We could stop right there and have a story of sufficient tragedy and horror for anyone with a modicum of decency to recoil in shock.
But then we start peeling away at the particulars and it just gets worse.
The supermarket was in a predominantly black neighborhood and most of the dead victims are black.
We know who did it: 18 year old Payton S. Gendron.
And we know why he did it because Gendron was helpful enough to spell out his motives in his 180 page manifesto that white Americans are at risk of being replaced by people of color by immigration, interracial marriage and eventually violence.
Gendron is referencing a long simmering right wing “great replacement” conspiracy theory. For the particulars of which, you don't have to dig deep into the dark web. No, it's right there on national television on any given weeknight in Tucker Carlson's show.
Gendron's manifesto references “racial replacement” and “white genocide”. The first page of his manifesto includes a symbol known as the sonnenrad, or black sun. This symbol was once used by German Nazis but has been dusted off by white supremacist neo-Nazis.

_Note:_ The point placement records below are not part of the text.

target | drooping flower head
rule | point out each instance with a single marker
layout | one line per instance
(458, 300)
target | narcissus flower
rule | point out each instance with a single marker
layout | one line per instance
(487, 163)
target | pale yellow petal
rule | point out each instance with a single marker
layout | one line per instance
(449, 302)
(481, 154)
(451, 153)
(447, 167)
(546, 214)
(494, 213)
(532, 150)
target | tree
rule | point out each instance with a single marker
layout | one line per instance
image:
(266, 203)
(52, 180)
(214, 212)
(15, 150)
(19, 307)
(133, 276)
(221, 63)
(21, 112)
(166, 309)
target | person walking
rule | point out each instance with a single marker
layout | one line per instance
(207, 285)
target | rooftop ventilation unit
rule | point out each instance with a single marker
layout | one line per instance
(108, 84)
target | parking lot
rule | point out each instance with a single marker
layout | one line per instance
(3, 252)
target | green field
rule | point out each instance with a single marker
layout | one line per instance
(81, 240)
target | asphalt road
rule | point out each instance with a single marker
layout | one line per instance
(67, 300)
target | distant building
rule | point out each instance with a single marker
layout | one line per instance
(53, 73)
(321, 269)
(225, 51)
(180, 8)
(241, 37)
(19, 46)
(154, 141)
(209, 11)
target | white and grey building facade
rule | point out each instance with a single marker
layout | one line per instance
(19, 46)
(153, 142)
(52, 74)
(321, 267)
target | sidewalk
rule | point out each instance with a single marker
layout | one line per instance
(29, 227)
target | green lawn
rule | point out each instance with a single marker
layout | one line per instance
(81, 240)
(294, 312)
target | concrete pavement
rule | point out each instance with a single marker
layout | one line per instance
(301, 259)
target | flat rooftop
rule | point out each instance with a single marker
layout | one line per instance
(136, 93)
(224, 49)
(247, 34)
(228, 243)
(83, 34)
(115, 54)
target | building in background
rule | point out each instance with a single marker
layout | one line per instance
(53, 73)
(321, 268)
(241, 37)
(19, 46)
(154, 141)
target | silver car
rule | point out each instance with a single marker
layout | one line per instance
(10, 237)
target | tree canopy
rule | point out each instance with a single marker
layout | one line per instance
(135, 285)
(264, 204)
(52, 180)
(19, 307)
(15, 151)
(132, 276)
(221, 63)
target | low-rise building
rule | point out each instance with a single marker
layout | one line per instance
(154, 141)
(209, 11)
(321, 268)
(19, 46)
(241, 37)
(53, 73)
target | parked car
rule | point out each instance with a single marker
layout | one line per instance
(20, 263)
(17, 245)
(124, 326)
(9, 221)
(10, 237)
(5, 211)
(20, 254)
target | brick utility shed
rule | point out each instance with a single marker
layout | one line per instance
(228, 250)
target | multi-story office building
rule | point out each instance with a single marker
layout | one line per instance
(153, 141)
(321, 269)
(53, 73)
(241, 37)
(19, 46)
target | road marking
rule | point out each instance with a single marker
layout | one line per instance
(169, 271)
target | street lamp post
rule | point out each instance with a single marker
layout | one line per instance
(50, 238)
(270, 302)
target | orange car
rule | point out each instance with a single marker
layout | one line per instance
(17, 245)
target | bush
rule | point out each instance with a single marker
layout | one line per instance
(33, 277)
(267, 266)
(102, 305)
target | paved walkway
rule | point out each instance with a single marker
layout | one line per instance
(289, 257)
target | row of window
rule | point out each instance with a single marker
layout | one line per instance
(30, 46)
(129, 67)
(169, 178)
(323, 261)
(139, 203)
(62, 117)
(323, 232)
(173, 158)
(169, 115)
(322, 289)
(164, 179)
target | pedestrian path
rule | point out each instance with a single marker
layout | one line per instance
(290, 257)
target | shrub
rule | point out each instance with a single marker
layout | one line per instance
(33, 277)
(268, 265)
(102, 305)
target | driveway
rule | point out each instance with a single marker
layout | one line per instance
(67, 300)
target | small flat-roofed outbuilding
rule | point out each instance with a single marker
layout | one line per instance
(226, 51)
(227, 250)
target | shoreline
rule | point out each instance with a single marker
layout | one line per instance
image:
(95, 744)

Anyone who has seen the hate filled comments on a black actor being cast as Robert April in Star Trek or a black actor as the new Doctor Who knows these small minded, hate mongering people exist.

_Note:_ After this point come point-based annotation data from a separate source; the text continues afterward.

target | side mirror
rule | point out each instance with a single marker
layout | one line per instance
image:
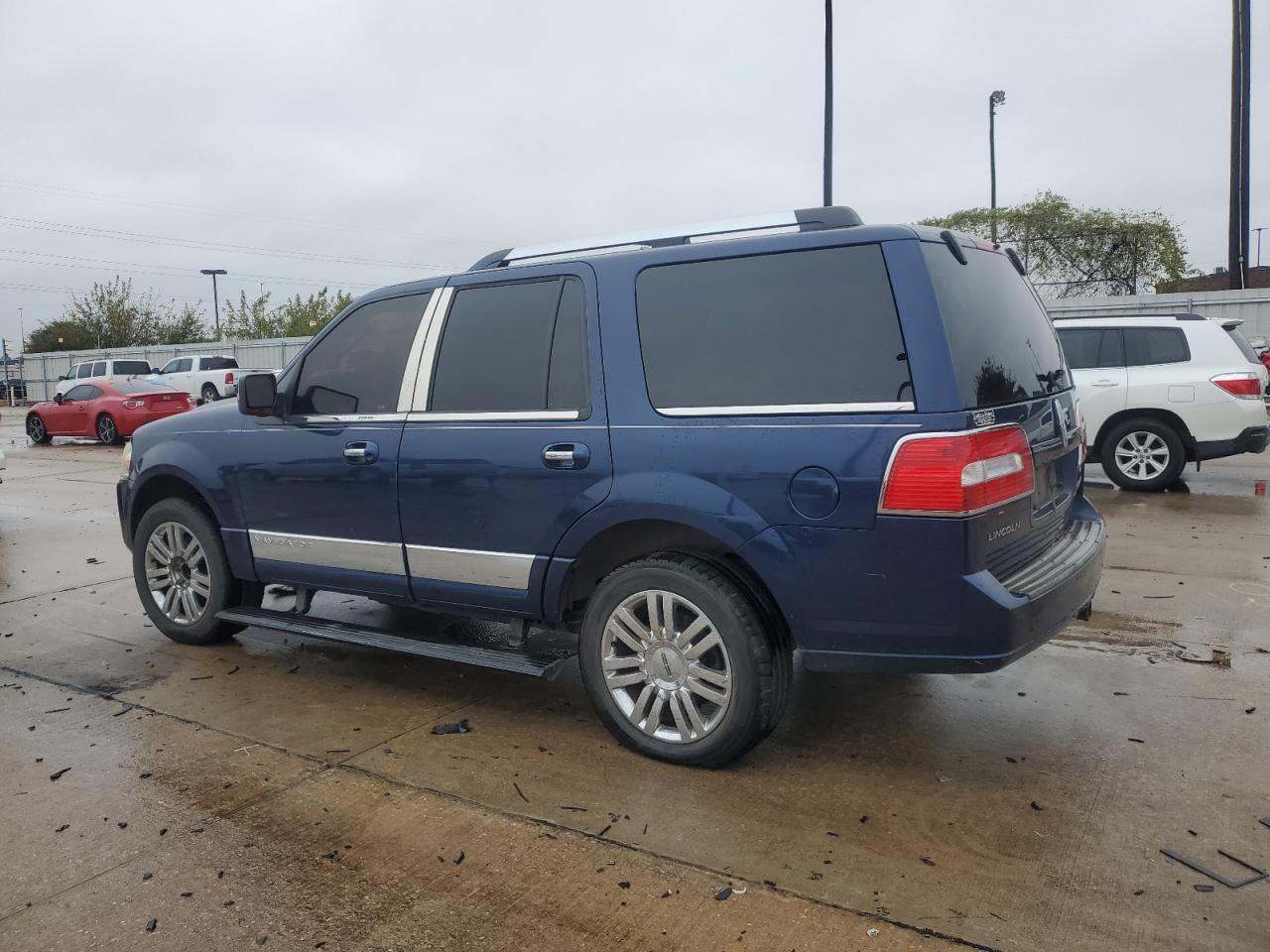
(257, 394)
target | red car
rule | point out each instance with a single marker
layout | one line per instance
(108, 409)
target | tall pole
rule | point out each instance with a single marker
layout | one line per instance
(996, 99)
(828, 102)
(1241, 89)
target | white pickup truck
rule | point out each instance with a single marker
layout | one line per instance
(204, 376)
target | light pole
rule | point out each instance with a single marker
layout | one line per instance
(216, 301)
(828, 103)
(997, 98)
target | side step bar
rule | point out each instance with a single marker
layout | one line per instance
(535, 664)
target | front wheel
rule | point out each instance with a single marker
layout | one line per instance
(1143, 454)
(182, 575)
(679, 662)
(107, 430)
(36, 430)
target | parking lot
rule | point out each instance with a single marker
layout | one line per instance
(293, 794)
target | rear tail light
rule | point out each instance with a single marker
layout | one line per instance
(1246, 386)
(957, 474)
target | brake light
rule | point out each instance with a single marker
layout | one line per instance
(1246, 386)
(957, 474)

And tragically there are those who are prepared to express their small minded, hate mongering bigotry through the barrel of a gun.
And where pray tell could small minded, hate mongering like Payton Gendron be getting their damnable inspiration?
The “great replacement” rhetoric has moved from extreme-right belief toward the mainstream with outright support on right-wing TV pundits like Tucker Carlson.
Carlson repeatedly warns of invasions of “illegals” and has insisted that President Joe Biden wants to “change the racial mix” of the nation.
Media Matters reported that Carlson launched a “dedicated campaign to insert the ‘great replacement’ conspiracy theory … into mainstream Republican discourse.”
The conspiracy has been cited as motivation in several racist mass shootings such as the murder of 20 people in an El Paso store in 2019 and the killing of 11 people at the Tree of Life synagogue in Pittsburgh in 2018.
About 60% of extremist murders in the U.S. between 2009 and 2019 were committed by people espousing white supremacist ideologies like the replacement theory.
Whatever the reason, 10 people are dead in Buffalo who didn't need to be because some idiot with a gun decided to express himself with bullets.